My favorite Australian in London had a major birthday in July so we decided a trip to the beach was in order. Josie selected Mallorca which is the largest of Spain’s Balearic Islands located in the Mediterranean Sea. Because if you’re going to do a beach trip, you may as well do it right. My friend Alaina was in town for work and came along too. 3 girls + 4 days + 1 rental car + 1 Spanish island = muy divertido (a lot of fun!).
Before we get to the rest of the beach photos, let me tell you a short story about how we came to rent a car. I’ve entered a travel phase I like to refer to as “the lazy traveler” whereby I wait until the night before a trip to throw all my clothes into my backpack and look up directions from the airport to the hotel. If I’m feeling motivated I’ll also snap photos of the relevant pages in my travel books to peruse on the flight. For those who know me well, this is very unlike my Type A personality – but I’m trying to embrace the adventures and misadventures that come from traveling without a strict itinerary.
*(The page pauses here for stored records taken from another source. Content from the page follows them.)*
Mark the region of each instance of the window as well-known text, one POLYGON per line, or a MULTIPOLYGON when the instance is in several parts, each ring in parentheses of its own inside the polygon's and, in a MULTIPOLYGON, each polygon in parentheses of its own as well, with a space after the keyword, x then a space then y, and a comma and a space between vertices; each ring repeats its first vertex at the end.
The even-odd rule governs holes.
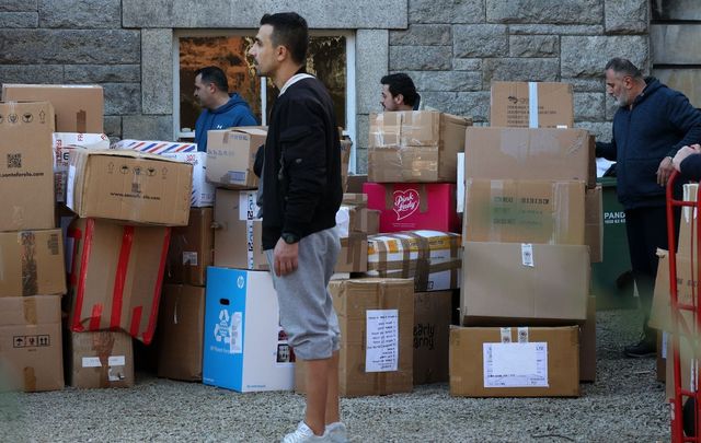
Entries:
MULTIPOLYGON (((266 113, 277 96, 277 90, 269 79, 255 75, 253 62, 246 56, 255 32, 176 32, 173 39, 175 139, 193 139, 195 136, 195 121, 202 112, 193 96, 195 71, 205 66, 221 68, 229 80, 230 92, 239 93, 258 121, 266 124, 266 113)), ((310 32, 307 70, 324 83, 333 98, 338 125, 355 141, 354 35, 349 32, 310 32)), ((355 171, 355 152, 350 155, 350 171, 355 171)))

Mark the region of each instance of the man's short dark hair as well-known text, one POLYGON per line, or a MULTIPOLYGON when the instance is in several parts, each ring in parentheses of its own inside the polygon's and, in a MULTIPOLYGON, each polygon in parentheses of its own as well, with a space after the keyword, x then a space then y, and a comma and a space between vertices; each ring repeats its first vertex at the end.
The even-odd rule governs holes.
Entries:
POLYGON ((393 97, 395 97, 397 94, 402 94, 404 97, 404 104, 414 106, 417 94, 416 86, 414 86, 414 82, 411 77, 403 72, 389 74, 380 79, 380 83, 389 86, 390 94, 392 94, 393 97))
POLYGON ((304 63, 309 47, 309 27, 304 18, 296 12, 278 12, 265 14, 261 19, 261 26, 273 26, 273 45, 285 46, 291 55, 292 61, 304 63))
POLYGON ((198 69, 195 72, 195 77, 200 74, 203 84, 214 83, 219 91, 223 91, 226 93, 229 92, 229 81, 220 68, 217 68, 216 66, 208 66, 206 68, 198 69))
POLYGON ((635 65, 633 65, 631 60, 624 58, 616 57, 610 59, 609 62, 606 63, 605 70, 608 71, 609 69, 616 73, 630 75, 636 80, 643 79, 643 72, 635 65))

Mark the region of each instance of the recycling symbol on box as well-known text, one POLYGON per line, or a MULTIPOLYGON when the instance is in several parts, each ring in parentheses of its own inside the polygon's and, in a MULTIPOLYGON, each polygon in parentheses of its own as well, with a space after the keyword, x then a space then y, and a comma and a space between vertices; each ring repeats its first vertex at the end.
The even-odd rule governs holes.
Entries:
POLYGON ((231 345, 231 318, 227 310, 219 313, 219 323, 215 325, 215 340, 231 345))

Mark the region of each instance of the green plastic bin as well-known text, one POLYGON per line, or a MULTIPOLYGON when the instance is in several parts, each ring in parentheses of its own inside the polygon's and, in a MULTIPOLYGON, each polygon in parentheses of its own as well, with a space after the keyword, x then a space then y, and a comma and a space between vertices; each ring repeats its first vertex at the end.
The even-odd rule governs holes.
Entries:
POLYGON ((634 307, 633 278, 625 234, 625 212, 616 195, 616 177, 601 177, 604 260, 591 264, 591 293, 597 310, 634 307))

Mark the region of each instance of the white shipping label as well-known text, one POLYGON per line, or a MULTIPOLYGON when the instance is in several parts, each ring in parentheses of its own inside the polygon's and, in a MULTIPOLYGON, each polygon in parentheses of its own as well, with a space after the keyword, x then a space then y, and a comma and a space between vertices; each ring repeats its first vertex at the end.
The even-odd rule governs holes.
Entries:
POLYGON ((399 366, 399 311, 366 311, 365 372, 390 372, 399 366))
POLYGON ((243 353, 243 313, 231 314, 231 353, 243 353))
POLYGON ((255 199, 255 190, 242 190, 239 193, 239 220, 256 220, 258 206, 255 199))
POLYGON ((548 342, 482 343, 484 387, 548 387, 548 342))
POLYGON ((197 252, 184 250, 183 265, 197 266, 197 252))
POLYGON ((530 268, 535 267, 533 245, 530 243, 521 243, 521 263, 530 268))
POLYGON ((73 189, 76 188, 76 166, 68 166, 68 178, 66 178, 66 206, 74 209, 73 207, 73 189))

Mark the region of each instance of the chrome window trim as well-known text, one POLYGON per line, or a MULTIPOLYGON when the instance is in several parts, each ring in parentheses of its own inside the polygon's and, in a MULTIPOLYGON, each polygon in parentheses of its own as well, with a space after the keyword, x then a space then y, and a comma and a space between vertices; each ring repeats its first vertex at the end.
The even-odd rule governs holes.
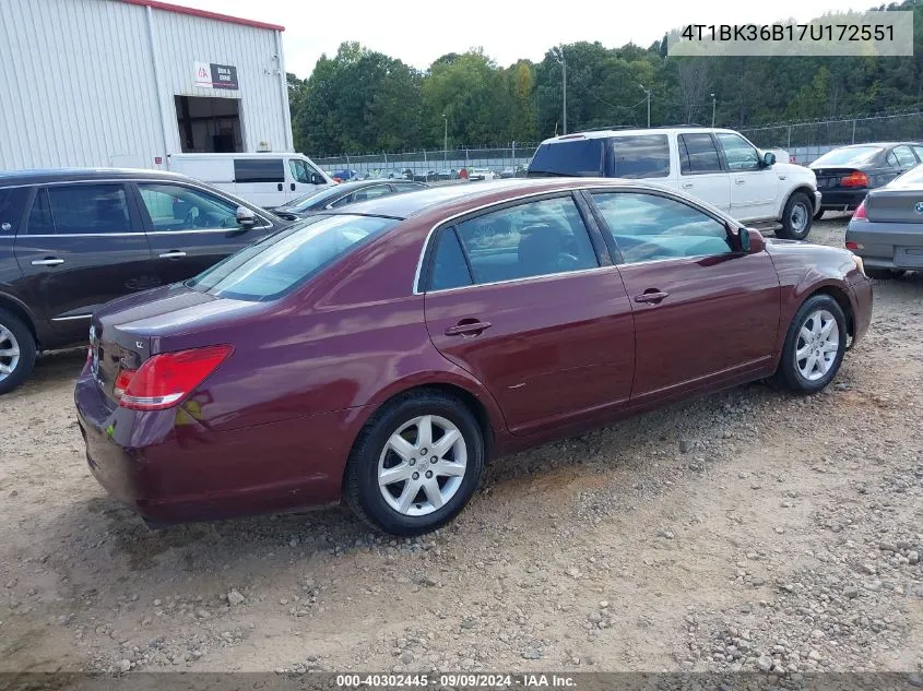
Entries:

As I was going through my lazy traveler routine for Mallorca I realized the hotel we’d booked was a 40 minute cab ride from the main airport in Mallorca (read: not cheap) or a 2 hour bus trip (read: waste of vacation time). Until now, I’ve been spoiled by the public transportation systems of Europe’s major cities and have rarely relied on cabs, opting instead for buses and trains. As Josie and I sat on our short 3 hour flight the following day from London to Mallorca we realized we would be stranded at the hotel or doling out cash right and left for cabs if we didn’t have our own set of wheels. And that’s the story of how we ended up at the Europcar desk at the airport handing over my driver’s license while Josie gave me a pep talk before my first time driving in over 9 months.
Port de Sóller
With our new found freedom in the form of a sweet little Volkswagon Polo, we zoomed northwest from the airport towards the Port of Sóller. Our hotel was the fabulous Los Geranios just steps from the water.
Soller was absolutely stunning and a nice change of pace from Mallorca’s capital city of Palma. We walked along the beach, ate tapas and frozen yogurt like they were going out of style, rented stand up paddleboards, and indulged in massages at this rooftop spa.
We also used our wheels to venture out on two day trips to Cala Deia and Palma.
According to Google Maps it was a 25 minute drive from our hotel to the rocky, secluded beach of Cala Deia. Well, Google Maps didn’t take into account the winding, hilltop roads combined with my cautious driving or lack of road signs pointing to the turnoff. Exhibit A – questionable island roads:
An hour and a half after departing the hotel I finally delivered us to our destination. We were rewarded by some of the most breathtaking views I’ve ever seen.
We enjoyed the sun and ate delicious seafood at one of the two restaurants perched on the rocks overlooking the water. After a much easier drive back to the hotel I happily parked the car for the remainder of the day while we explored more of Soller.
Our final day trip took us to the biggest city on the island and the destination of most tourists, Palma. We first stopped at the Castell de Bellver, a castle built from sandstone between 1300-1311 first used as a royal fortress and later a prison. Today it exists as a tourist attraction and offers scenic views of Palma’s old town and coastline.
Next we drove to Palma’s most popular beach, Platja de Palma for another dose of sunshine and water. After soaking up the sun we set off towards the Palma Cathedral to wander the streets of old town.
We ended the day by feasting on some of the best tapas I’ve ever had at Bar Dia, an unassuming spot nestled in the narrow streets of old town. Josie and Alaina seen here enjoying sangria while I was a responsible designated driver.
Mallorca is beautiful and although we had a lovely time exploring Palma, I’m so relieved we stayed in Soller. I hope you have a chance to visit Mallorca if you’re ever in the area. What did I miss from our itinerary that you loved if you’ve been to Mallorca?
Know Before You Go:
- Rent a car if you want to explore more of Mallorca’s beaches. The bus system had a random and difficult-to-understand schedule in my opinion.
- Avoid Palma or Magaluf areas if you’re seeking a quiet beach retreat. The beaches at both places are stunning, but you’ll be fighting the crowds and dealing with a lot of other tourists.
- Check out this blogger’s suggestions for exploring Mallorca and this New York Times 36 hours guide for more ideas.
- Currency is the Euro.
- The official language is Mallorquinese Catalan although most residents speak English, Spanish, and German to cater to tourists.